Beshear Urges Video Streaming Industry to Protect Young Viewers from Tobacco Imagery

Andy Beshear

Attorney General Andy Beshear joined a bipartisan coalition of 43 attorneys general in sending letters to the U.S. streaming industry urging them to take proactive steps to protect young viewers from tobacco imagery in video content.

The letters were sent to, Apple, AT&T, CBS Corporation, Comcast Corporation, Discovery, The Walt Disney Company, Google, Lionsgate, Netflix, Sony, Viacom and Walmart.

According to the U.S. Surgeon General, tobacco imagery is linked to the “initiation of smoking among young people.” Recent reports by the Truth Initiative and U.S. Centers for Disease Control and Prevention (CDC) showed that on-demand content contained more tobacco imagery than traditional content or broadcast shows, and more than half of PG-13 films released between 2002 and 2017 showed tobacco use.

Beshear said, while smoking remains the number one preventable killer in the U.S., causing over 480,000 deaths per year, the CDC indicates the number of middle and high school students using e-cigarettes is increasing, with 2.1 million users in 2017 compared to 3.6 million users in 2018.

“Preventing young Kentuckians from starting and continuing to smoke is of critical importance to my office and to the public health of our communities,” Beshear said. “Video streaming companies have an opportunity to work with us to entertain young people, while protecting them from the dangers of tobacco use.”

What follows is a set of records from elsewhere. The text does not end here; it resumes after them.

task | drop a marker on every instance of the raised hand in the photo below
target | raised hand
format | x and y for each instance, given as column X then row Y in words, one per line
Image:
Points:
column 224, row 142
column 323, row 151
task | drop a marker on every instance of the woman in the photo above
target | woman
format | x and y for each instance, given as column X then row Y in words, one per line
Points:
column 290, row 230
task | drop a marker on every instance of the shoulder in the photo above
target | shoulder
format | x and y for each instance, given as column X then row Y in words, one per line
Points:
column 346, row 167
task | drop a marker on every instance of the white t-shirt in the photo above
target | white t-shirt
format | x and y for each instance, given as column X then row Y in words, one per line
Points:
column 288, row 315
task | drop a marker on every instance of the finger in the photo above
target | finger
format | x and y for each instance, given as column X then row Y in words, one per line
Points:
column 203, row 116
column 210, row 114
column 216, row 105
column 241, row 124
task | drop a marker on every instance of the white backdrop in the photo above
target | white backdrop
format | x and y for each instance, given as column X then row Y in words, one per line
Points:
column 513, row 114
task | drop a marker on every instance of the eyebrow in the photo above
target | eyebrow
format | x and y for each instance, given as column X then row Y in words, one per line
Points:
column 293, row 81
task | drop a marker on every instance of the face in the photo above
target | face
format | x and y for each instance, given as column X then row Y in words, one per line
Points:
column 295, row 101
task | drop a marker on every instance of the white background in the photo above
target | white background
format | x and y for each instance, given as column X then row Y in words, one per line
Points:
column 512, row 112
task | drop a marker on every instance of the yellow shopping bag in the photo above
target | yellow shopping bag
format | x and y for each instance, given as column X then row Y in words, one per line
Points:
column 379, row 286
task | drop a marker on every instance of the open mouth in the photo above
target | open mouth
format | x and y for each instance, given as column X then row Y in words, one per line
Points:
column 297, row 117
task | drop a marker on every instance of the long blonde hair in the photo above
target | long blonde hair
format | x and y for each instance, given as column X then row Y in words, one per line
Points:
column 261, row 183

Recommendations provided by the attorneys general include eliminating or excluding tobacco imagery in streamed content for young viewers, “recommending” or designating only tobacco-free content for youth and family audiences, improving parental controls and mitigating the negative influence of imagery.

The letters are the latest action taken by state attorneys general to curb the use of tobacco and its marketing to youth through popular media. The 1998 Tobacco Master Settlement Agreement (MSA), which settled litigation brought against tobacco manufacturers by 46 states and six other U.S. jurisdictions, requires tobacco companies to compensate states for some of the medical costs associated with tobacco-related illnesses and prohibits those manufacturers from targeting youth through advertising and promotions. The payments are determined according to a formula calculated, in part, by the number of cigarettes sold by companies that agreed to join the settlement.

The three largest cigarette manufacturers – Philip Morris USA, RJ Reynolds and Lorillard (the latter two now merged as Reynolds American) – pay most of the MSA payment. The MSA payments will continue as long as traditional cigarettes are sold by the member companies.

On behalf of the state, Beshear’s office monitors and enforces the terms of the MSA and the related statutes, in cooperation with other agencies.

In April, Beshear announced that Kentucky received more than $117 million from the MSA this year. Since the first payment in 1999, Kentucky has collected more than $2 billion under the agreement and Beshear says Kentucky is on pace to collect nearly $2.5 billion over the term of the MSA.

The Kentucky General Assembly has designated half of the MSA funds be invested in agricultural diversification through grants. The Tobacco Settlement Agreement Fund Oversight Committee oversees the determinations on grant applications from the state’s agricultural fund. Kentucky’s additional MSA revenues are used to help improve the health outcomes of Kentucky children and families.

The letters conclude, “We hope this letter is the first communication in an on-going discussion regarding the critical role streaming companies can play in the fight against the renormalization and glamorization of tobacco use.”